After experimental treatment, slice cultures were washed with ice-cold PBS, homogenized in lysis buffer containing 1% Triton X-100, 20 mm Tris, pH 7.4, 100 mm NaCl, with 1× protease inhibitor cocktail and 1× phosphatase inhibitor cocktail (Sigma). Lysates were centrifuged at 13 000 g for 10 min at 4 °C to precipitate the debris, and the protein content in the supernatant was determined by the Bio-Rad protein assay (Bio-Rad Laboratories). Lysate protein (20 μg / lane) was separated using 4–20% gradient gels (Thermo Scientific) and transferred to polyvinylidene fluoride membranes. The blots were then probed with the appropriate antibody overnight at 4 °C. The primary antibodies used were anti-phospho-p38 MAPK and p38 MAPK (Santa Cruz, CA, USA), anti-caspase-3 and anti-cleaved caspase-3 (Cell Signaling, Danvers, MA, USA). Blots were washed in 1× Tris Buffered saline-Tween (3 × 15 min) and the appropriate secondary antibodies conjugated to horse radish peroxidase were then added for 1 h at room temperature (Thermo Scientific). After further washing in Tris Buffered saline-Tween (3 × 15 min), bands were visualized by chemiluminescence (West-Femto; Pierce, Rockford, IL, USA) and quantified using a Molecular Imaging System (Kodak, Rochester, NY, USA).
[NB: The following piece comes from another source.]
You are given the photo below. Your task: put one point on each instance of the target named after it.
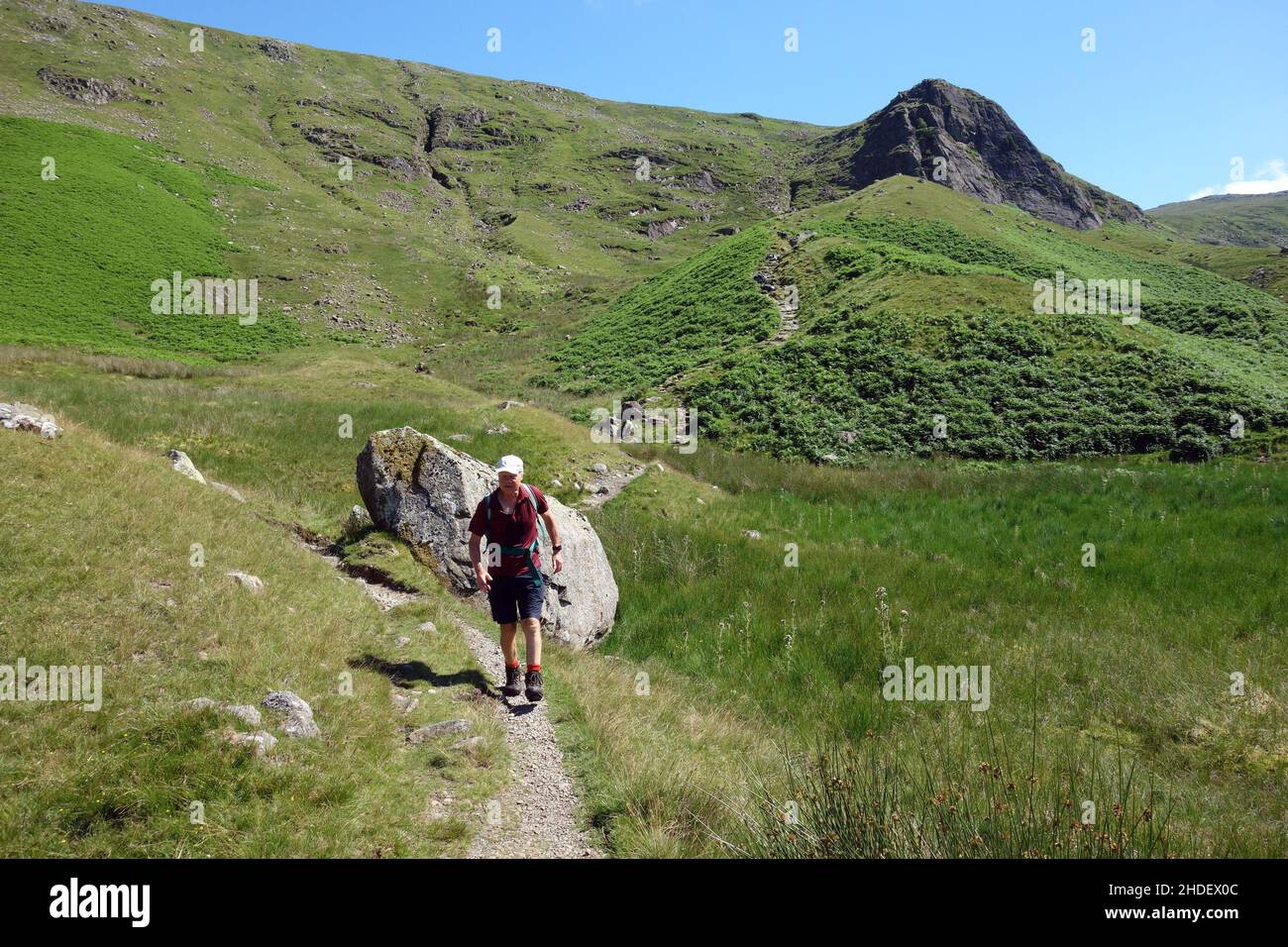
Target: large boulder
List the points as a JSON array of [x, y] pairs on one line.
[[425, 492]]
Measurement of superoxide levels

Superoxide production was measured using electron paramagnetic resonance (EPR) spectroscopy as we have previously described (Shiino et al., 1998b; Wiseman et al., 2007). Briefly, slices were homogenized in EPR buffer (7.5 μm desferrioxamine and 25 μm diethyldithiocarbamate in 1× PBS) on ice. The homogenate protein level was then determined and adjusted to the same concentration using EPR buffer. Each homogenate was then mixed 1 / 5 (v / v) with spin trap stock solution (25 mg / mL 1-hydroxy-3-methoxycarbonyl-2,2,5,5-tetramethylpyrrolidine.HCl) (Alexis Biochemicals, San Diego, CA, USA) and incubated on ice for 1 h. Aliquots (35 μL) of each incubated homogenate were then added to a 50 μL capillary tube and analyzed using a MiniScope MS200 EPR (Magnettech, Berlin, Germany) at a microwave power of 40 mW, modulation amplitude of 3000 mG and modulation frequency of 100 kHz. EPR spectra were analyzed by measurement of amplitude using analysis software (version 2.02). To convert the waveform amplitude into a concentration of superoxide per milligram of protein, we also performed a standard reaction using a known amount of the superoxide-generating enzyme, xanthine oxidase in the presence of xanthine and 1-hydroxy-3-methoxycarbonyl-2,2,5,5-tetramethylpyrrolidine. HCl, as we have described previously (Oishi et al., 2008).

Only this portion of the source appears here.